Crimson Peak, spettri e lucchetti nella neve più sporca
Casa infestata? Fatto. Amanti diabolici? Messi. Scricchiolii, sangue e veleni? In sovrabbondanza. Così come dolly e carrelli. Sì insomma, gli ingredienti stranoti da filmone gotico ci sono tutti: pure troppo. Che nemmeno se ti impegni per la bellezza di due ore ti scappa fuori un piatto originale. Però un però è possibile: perché alla fine il romantico e gore <Crimson Peak> - sempre che si passi (con una certa generosità) sopra a un intreccio parecchio deja vù - dal punto di vista visivo e formale dice la sua. Non fosse altro per la ricchezza di particolari, le molte suggestioni di un mondo di ombre, la cura dei costumi e dei luoghi. Un impatto di grande e tenebrosa eleganza che fa di questa raffinatissima ghost story di Guillermo Del Toro (uno che nella sua carriera ha fatto anche molto di meglio) un film d'atmosfera spigoloso e tagliente, zeppo di porte chiuse a chiave, di lucchetti, di (terribili) segreti.

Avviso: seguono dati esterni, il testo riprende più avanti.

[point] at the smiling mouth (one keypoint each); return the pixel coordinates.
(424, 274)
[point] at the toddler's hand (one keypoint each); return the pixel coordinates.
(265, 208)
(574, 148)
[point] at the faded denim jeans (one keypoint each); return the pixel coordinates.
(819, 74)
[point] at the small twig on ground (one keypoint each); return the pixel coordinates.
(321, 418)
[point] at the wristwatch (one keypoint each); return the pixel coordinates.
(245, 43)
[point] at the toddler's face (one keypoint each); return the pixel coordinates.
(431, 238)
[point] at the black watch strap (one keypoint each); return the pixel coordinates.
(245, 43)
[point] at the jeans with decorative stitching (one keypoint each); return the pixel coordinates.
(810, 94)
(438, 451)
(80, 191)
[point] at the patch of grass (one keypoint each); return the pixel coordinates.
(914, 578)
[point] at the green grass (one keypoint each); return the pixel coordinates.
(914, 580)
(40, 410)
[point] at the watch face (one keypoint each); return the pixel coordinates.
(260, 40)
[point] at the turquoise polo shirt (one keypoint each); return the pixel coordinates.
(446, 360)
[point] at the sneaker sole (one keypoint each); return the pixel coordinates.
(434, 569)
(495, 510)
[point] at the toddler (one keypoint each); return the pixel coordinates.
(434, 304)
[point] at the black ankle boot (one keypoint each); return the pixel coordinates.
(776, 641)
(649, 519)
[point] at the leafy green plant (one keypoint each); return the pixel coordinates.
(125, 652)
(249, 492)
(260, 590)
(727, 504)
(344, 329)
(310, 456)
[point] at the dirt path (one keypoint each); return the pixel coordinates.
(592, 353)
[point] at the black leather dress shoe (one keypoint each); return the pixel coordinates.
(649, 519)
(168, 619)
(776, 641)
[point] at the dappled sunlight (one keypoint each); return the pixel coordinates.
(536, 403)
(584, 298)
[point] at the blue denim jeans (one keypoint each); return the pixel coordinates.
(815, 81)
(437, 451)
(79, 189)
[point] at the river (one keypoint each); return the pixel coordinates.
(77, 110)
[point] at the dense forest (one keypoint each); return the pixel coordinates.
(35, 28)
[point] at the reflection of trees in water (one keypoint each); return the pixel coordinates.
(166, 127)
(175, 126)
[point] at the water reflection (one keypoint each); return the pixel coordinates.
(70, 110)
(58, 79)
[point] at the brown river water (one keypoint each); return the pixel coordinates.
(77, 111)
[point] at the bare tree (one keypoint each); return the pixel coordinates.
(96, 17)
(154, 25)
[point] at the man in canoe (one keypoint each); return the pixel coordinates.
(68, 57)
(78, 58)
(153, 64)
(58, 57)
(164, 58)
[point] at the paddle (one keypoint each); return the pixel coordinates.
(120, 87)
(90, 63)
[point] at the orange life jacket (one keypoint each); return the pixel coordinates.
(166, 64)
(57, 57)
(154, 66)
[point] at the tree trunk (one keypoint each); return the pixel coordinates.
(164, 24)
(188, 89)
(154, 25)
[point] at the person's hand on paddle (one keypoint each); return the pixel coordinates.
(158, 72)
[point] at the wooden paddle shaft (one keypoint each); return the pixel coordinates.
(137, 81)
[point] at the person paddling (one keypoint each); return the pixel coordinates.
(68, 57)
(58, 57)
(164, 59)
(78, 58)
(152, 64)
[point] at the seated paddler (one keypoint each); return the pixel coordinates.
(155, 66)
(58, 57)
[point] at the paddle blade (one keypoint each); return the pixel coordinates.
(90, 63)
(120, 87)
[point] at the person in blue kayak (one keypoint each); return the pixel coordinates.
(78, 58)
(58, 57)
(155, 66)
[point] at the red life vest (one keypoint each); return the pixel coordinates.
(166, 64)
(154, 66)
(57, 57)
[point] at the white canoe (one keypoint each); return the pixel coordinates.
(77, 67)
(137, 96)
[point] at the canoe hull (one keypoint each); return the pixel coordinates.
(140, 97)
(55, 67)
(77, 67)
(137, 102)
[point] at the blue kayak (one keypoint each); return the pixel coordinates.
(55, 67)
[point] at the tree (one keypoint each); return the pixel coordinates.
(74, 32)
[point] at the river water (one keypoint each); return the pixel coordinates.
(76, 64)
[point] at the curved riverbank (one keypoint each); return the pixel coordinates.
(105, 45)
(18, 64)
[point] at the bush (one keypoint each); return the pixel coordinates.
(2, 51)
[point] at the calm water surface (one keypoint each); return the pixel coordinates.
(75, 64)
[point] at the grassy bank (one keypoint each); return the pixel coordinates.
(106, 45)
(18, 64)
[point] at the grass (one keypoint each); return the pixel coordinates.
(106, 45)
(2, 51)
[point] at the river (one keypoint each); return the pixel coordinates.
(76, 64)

Nella New York di inizio '900, Edith, scrittrice in pectore che sogna il grande amore, incontra un aristocratico britannico squattrinato, che le ruba il cuore. Lo sposa e con lui si trasferisce nel suo castello di famiglia, ultimo baluardo di una terra inospitale, in cui l'uomo vive con la sorella...
Dove tutto è morte, gelo e vento e l'argilla ha lo stesso colore del sangue, Del Toro costruisce su fragili fondamenta una casa <che respira>, contaminando di vittoriana inquietudine un horror onirico sibilante e stridente quanto un cucchiaino girato senza sosta nella tazza: tra <presenze> e minacce, eros e thanatos si uniscono allora in un ennesimo abbraccio per sprofondare in una tragedia sanguinaria in cui anche l'amore può essere <mostruoso>. Vistoso e rimarchevole l'abito, giusti e pallidi (Mia Wasikowska, Tom Hiddleston e Jessica Chastain) gli interpreti: ma, e Del Toro lo sa, <le cose belle sono fragili>.